June 26, 2009 at 2:03 pm
Hi. I've a partitioned table based on 6 months. each partition has 2 files(1fg).
All I'm running is a simple count(*) below. The cpu usage goes to a 100% right away. Is it expected or what can i do to rectify it?
select count(*) from db1.dbo.table1 with (nolock)
where col1<'2008-03-26'
table1 is partitioned on col1.col1 is a datetime field
Server has 4gb of RAM and 2 CPU's (Intel xeon 2.8ghz)
Tej
June 26, 2009 at 2:44 pm
tejas parikh (6/26/2009)
Hi. I've a partitioned table based on 6 months. each partition has 2 files(1fg).All I'm running is a simple count(*) below. The cpu usage goes to a 100% right away.

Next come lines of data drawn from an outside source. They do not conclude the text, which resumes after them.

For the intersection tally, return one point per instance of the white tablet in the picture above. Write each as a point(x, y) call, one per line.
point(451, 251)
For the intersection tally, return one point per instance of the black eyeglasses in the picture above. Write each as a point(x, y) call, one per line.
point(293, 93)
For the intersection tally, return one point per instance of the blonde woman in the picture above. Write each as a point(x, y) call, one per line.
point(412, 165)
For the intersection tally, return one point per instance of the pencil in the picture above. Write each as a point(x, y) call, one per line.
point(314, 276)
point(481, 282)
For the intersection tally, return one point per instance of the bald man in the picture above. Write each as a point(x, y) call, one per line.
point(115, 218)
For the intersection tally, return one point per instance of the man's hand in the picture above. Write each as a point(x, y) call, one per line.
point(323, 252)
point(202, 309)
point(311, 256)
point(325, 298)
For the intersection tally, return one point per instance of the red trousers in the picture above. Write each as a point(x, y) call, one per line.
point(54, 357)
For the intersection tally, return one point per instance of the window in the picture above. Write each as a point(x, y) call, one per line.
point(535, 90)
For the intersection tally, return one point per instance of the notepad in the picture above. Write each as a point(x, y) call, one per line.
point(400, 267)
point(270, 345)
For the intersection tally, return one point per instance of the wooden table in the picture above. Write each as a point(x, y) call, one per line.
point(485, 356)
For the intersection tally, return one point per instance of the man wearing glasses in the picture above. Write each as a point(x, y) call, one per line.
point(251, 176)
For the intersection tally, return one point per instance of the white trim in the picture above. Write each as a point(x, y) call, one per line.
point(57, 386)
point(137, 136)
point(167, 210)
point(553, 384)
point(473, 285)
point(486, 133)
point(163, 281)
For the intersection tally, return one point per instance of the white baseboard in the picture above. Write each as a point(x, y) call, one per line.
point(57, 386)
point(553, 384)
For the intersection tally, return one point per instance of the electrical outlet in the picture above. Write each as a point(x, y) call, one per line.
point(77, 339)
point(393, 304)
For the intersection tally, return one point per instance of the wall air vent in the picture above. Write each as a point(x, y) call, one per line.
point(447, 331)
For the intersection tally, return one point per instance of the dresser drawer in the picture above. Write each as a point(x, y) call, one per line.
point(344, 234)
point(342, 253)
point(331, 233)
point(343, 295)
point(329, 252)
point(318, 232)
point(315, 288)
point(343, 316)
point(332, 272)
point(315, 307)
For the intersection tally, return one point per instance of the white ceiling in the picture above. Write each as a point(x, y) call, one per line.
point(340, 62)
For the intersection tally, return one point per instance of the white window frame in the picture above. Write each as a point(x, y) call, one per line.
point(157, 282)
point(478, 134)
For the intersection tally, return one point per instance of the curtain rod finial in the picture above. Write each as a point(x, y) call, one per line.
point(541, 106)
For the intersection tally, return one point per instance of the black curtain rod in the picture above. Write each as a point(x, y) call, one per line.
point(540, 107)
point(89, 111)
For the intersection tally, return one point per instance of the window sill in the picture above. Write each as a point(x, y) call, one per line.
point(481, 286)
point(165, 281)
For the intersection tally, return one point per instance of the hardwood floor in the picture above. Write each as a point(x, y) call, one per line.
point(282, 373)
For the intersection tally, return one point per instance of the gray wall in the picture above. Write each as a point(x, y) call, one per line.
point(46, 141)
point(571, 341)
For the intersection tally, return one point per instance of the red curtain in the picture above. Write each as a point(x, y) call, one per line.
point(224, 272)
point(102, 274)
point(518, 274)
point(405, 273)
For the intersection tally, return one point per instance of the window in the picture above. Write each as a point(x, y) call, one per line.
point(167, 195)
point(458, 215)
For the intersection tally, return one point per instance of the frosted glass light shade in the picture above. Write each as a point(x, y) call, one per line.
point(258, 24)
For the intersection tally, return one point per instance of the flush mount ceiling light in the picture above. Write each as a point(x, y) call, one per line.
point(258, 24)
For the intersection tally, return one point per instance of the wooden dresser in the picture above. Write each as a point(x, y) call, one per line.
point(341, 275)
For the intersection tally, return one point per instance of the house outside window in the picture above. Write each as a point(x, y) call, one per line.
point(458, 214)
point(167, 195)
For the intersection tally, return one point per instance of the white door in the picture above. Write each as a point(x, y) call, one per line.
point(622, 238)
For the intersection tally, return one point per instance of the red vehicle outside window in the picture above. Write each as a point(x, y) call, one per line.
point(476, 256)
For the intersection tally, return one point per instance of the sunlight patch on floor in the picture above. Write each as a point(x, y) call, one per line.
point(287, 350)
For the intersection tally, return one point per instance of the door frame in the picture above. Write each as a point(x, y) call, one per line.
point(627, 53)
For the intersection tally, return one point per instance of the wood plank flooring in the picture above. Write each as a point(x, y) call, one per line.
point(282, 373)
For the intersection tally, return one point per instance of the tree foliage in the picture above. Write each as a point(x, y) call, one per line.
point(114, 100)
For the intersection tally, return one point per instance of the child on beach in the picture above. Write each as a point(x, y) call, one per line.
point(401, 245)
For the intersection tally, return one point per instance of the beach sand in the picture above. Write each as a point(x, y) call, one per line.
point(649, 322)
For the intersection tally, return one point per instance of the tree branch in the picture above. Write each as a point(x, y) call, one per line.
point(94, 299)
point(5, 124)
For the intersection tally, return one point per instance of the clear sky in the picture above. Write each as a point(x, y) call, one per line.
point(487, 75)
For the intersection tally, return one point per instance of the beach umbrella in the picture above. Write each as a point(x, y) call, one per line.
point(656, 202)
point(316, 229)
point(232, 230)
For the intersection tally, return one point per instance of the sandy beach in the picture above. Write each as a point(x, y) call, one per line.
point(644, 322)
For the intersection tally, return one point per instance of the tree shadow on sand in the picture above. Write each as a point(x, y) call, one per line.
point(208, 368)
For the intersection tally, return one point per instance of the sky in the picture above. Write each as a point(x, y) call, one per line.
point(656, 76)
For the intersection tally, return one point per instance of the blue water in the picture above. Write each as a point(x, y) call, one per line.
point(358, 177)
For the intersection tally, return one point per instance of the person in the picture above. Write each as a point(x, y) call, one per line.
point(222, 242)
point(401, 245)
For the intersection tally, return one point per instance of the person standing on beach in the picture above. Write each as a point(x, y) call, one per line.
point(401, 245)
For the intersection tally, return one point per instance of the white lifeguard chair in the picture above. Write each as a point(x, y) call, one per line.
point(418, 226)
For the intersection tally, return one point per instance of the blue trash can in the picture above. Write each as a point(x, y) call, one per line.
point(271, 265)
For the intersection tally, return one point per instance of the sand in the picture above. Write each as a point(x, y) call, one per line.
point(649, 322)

Is it expected or what can i do to rectify it?
select count(*) from db1.dbo.table1 with (nolock)
where col1<'2008-03-26'
table1 is partitioned on col1.col1 is a datetime field
Server has 4gb of RAM and 2 CPU's (Intel xeon 2.8ghz)
Tej
Do you have an index on col1?
--Jeff Moden
Change is inevitable... Change for the better is not.
June 26, 2009 at 3:10 pm
yes, clustered on col1. partitioned on the scheme used to partition table
June 26, 2009 at 6:58 pm
In that case, if the CPU spikes for more than an hundred milliseconds or so, I'd have to say something is wrong.
Can't help without a bit more information:
1. How many rows are you talking about in the tables?
2. What count are you expecting?
3. What does the clustered index actually look like?
4. When was the last time the clustered index was rebuilt on both tables?
--Jeff Moden
Change is inevitable... Change for the better is not.
June 27, 2009 at 9:58 am
Afternoon,
I may be jumping the gun a little here but in addition to Jeff's requested information, some details regarding your disk subsystem may also be useful.
For example, are you using a SAN, number of LUN's, number of disks etc.
You see, I am wondering if you are only using a single disk drive to store your data files and are thereby causing the disk queue to saturate. You can check your disk queue length by using the Windows PerfMon.